His grin faded to serious. He set his fork down again. She stopped as well.
“You have to understand, Marci, that there was a lot of danger back then. Everything was done by men, women, children, or animals. Everything. You ever go camping?”
She shook her head. Camping, along with anything beyond basic survival, were luxuries she couldn’t afford. Having enough food and warm clothing, especially when Nikki grew so fast, were her priorities. If she had a child it would not worry about having a home t
o come back to after school. Her child would not carry a backpack all the time to keep her few precious things from being tossed on the sidewalk when they were evicted. Why would she want to play at camping out when it was only a few steps below her daily struggle to live?
“Making a cup of coffee is easy now, just throw things together and push a few buttons. Back then you had to cut down trees then chop the wood to make a fire. You had to have a coffeepot, mugs, and coffee. You needed water, and a way to carry it. And matches, or a flint and steel. Then you had to get up early enough to start the fire, boil the water, and make the coffee before the men started stirring. And that doesn’t even hint at what was needed to make breakfast, and then clean up.”
“I hadn’t really thought of it,” she replied. “The more people, the more workers.”
“Having three men share the ranch and family worked well.
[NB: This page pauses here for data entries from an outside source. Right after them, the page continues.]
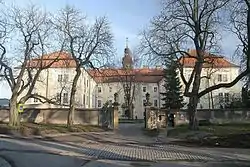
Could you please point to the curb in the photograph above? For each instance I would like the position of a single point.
(4, 162)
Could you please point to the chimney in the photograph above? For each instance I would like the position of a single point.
(158, 66)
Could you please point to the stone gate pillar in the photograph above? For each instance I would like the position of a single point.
(147, 112)
(115, 112)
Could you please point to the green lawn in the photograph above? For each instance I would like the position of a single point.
(224, 135)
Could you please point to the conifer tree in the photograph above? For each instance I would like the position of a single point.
(172, 96)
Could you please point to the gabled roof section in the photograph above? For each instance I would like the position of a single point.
(211, 60)
(59, 59)
(147, 75)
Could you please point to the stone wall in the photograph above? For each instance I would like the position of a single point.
(56, 116)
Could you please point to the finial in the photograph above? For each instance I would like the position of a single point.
(127, 42)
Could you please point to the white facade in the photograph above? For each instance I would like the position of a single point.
(92, 94)
(54, 82)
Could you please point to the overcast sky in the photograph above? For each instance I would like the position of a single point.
(127, 18)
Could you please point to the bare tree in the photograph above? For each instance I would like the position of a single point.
(180, 25)
(30, 29)
(89, 44)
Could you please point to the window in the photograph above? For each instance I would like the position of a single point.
(58, 98)
(84, 100)
(35, 100)
(226, 97)
(99, 89)
(65, 98)
(59, 78)
(225, 78)
(88, 100)
(220, 97)
(66, 77)
(99, 103)
(155, 103)
(219, 77)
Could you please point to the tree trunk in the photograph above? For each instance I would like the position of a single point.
(193, 100)
(13, 114)
(70, 120)
(193, 123)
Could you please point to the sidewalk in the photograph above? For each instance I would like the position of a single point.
(110, 163)
(4, 163)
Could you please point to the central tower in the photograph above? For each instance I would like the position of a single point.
(127, 61)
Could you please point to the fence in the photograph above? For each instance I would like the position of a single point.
(57, 116)
(219, 114)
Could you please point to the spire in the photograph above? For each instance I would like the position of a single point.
(127, 42)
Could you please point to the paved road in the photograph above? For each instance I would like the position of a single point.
(100, 149)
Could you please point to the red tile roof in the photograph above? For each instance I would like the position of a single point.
(148, 75)
(64, 60)
(211, 60)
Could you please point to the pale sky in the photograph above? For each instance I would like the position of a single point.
(127, 18)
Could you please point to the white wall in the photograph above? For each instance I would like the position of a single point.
(49, 86)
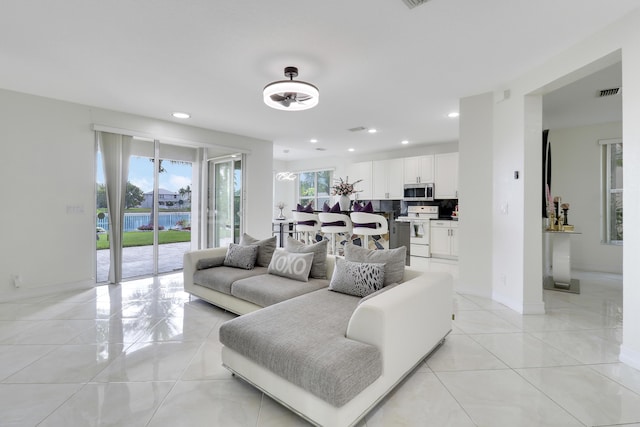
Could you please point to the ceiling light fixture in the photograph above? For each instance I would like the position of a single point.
(291, 95)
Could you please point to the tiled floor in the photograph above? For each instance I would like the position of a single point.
(144, 354)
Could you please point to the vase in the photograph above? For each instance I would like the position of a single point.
(344, 202)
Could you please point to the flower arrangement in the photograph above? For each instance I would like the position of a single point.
(344, 188)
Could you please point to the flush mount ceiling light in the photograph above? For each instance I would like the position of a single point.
(291, 95)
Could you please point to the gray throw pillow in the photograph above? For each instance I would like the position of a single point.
(319, 250)
(293, 266)
(357, 278)
(393, 259)
(210, 262)
(265, 248)
(241, 256)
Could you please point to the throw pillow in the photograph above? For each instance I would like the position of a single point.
(357, 278)
(319, 250)
(210, 262)
(393, 259)
(241, 256)
(291, 265)
(265, 248)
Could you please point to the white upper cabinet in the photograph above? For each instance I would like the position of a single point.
(418, 170)
(388, 179)
(446, 176)
(361, 170)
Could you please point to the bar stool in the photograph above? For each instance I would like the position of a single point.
(307, 224)
(334, 223)
(368, 224)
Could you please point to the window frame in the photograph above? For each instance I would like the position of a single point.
(608, 233)
(316, 204)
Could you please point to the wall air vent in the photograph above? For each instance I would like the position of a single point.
(608, 92)
(357, 129)
(413, 3)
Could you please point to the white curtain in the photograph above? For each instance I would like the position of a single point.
(115, 156)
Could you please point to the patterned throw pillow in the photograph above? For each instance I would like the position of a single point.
(393, 259)
(357, 278)
(265, 248)
(241, 256)
(319, 250)
(293, 266)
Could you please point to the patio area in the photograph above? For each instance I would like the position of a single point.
(138, 260)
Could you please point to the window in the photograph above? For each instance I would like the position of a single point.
(612, 185)
(315, 188)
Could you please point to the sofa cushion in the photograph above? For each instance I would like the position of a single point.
(210, 262)
(319, 249)
(220, 278)
(291, 265)
(303, 341)
(241, 256)
(265, 248)
(393, 259)
(357, 278)
(267, 289)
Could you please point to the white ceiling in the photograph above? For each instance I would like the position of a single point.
(376, 62)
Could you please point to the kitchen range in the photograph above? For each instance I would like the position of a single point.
(418, 218)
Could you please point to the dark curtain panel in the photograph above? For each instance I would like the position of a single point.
(546, 170)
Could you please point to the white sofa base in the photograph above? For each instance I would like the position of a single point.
(406, 323)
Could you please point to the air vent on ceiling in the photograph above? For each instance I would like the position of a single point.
(608, 92)
(413, 3)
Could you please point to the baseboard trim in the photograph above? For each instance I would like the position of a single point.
(630, 356)
(42, 291)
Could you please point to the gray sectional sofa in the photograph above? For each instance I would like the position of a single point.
(328, 356)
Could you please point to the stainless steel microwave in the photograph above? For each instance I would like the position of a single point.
(418, 192)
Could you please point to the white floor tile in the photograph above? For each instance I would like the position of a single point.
(589, 396)
(115, 404)
(504, 399)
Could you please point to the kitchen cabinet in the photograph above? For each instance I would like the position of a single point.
(446, 176)
(362, 170)
(444, 239)
(387, 179)
(418, 170)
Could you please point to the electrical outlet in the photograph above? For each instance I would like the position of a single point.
(17, 281)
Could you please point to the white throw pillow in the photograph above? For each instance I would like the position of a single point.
(291, 265)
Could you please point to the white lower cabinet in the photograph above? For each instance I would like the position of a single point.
(444, 239)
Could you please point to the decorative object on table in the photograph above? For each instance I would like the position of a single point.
(565, 211)
(281, 205)
(344, 189)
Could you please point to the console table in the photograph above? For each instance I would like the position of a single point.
(561, 280)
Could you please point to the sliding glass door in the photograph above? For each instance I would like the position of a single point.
(156, 226)
(224, 201)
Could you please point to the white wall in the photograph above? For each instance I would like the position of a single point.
(576, 176)
(475, 186)
(47, 165)
(515, 123)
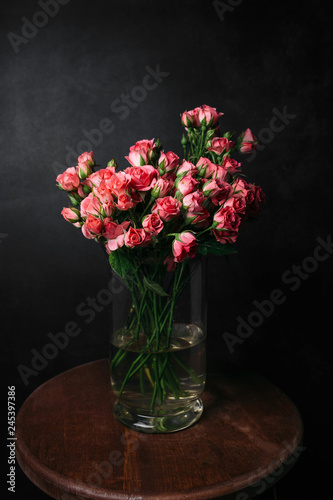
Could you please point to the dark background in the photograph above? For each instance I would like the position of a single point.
(252, 59)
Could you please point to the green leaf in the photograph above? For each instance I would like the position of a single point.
(216, 248)
(154, 287)
(119, 263)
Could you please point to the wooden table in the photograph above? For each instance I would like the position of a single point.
(70, 445)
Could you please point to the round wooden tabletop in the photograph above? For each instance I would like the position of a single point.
(70, 445)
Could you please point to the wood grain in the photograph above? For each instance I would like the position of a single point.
(70, 445)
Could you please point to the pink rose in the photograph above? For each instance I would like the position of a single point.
(161, 188)
(142, 178)
(186, 184)
(240, 187)
(136, 237)
(168, 161)
(95, 178)
(90, 206)
(72, 215)
(186, 167)
(103, 192)
(206, 168)
(83, 170)
(193, 201)
(184, 245)
(203, 115)
(221, 174)
(238, 203)
(208, 116)
(227, 225)
(170, 177)
(217, 190)
(227, 218)
(115, 234)
(124, 202)
(167, 208)
(119, 182)
(249, 142)
(152, 224)
(94, 225)
(220, 144)
(191, 118)
(69, 180)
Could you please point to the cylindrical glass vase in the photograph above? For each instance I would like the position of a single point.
(158, 346)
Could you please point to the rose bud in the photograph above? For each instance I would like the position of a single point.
(168, 161)
(136, 237)
(83, 170)
(124, 202)
(208, 116)
(114, 233)
(152, 224)
(193, 201)
(90, 206)
(167, 208)
(72, 215)
(218, 145)
(206, 168)
(184, 245)
(185, 168)
(94, 225)
(217, 190)
(186, 184)
(68, 180)
(161, 188)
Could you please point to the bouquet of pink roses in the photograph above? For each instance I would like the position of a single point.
(156, 215)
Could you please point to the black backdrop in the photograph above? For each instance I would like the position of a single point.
(63, 74)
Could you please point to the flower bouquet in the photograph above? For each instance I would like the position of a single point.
(157, 219)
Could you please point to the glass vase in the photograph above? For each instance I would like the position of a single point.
(157, 345)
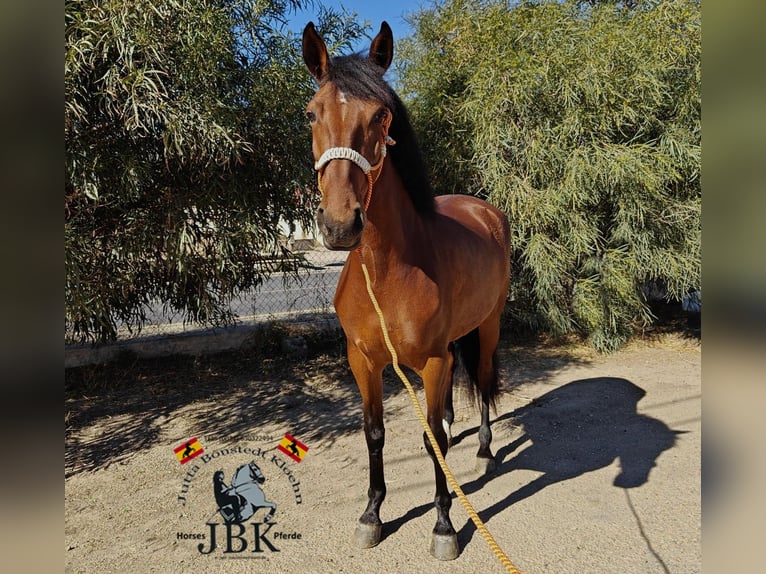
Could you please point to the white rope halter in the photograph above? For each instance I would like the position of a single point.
(349, 154)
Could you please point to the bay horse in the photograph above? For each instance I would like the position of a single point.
(439, 266)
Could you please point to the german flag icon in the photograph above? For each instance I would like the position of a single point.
(188, 450)
(293, 448)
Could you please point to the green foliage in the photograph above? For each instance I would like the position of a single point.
(581, 120)
(185, 145)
If one of them died, there were two more to keep things going.”
Reading about dry history was one thing. But she was hearing about it from a man who lived a life fairly similar to his ancestors. There were many modern conveniences, but they still did the same tasks, in much the same way. The pneumatic tire on the wheelbarrow was an improvement on one made of wood, but the horses still ate as much and produced the same amount of output in the same manner.
“It makes sense the way you explain it.”
“The next generation dropped mostly to two husbands each, so it was three adults. It’s stayed that way since. If you grow up with two dads, and half the kids in school do as well, it’s normal to you. It’s just the new people coming in who look at us strange.” He winked. “Though there’s some outside women who don’t mind having two men love them. Aggie being one. We met her at college. She was a country girl at heart, but her family loved their tiny tenth-storey downtown apartment. We invited her to visit for a weekend, and, well, we’ve got four kids now.”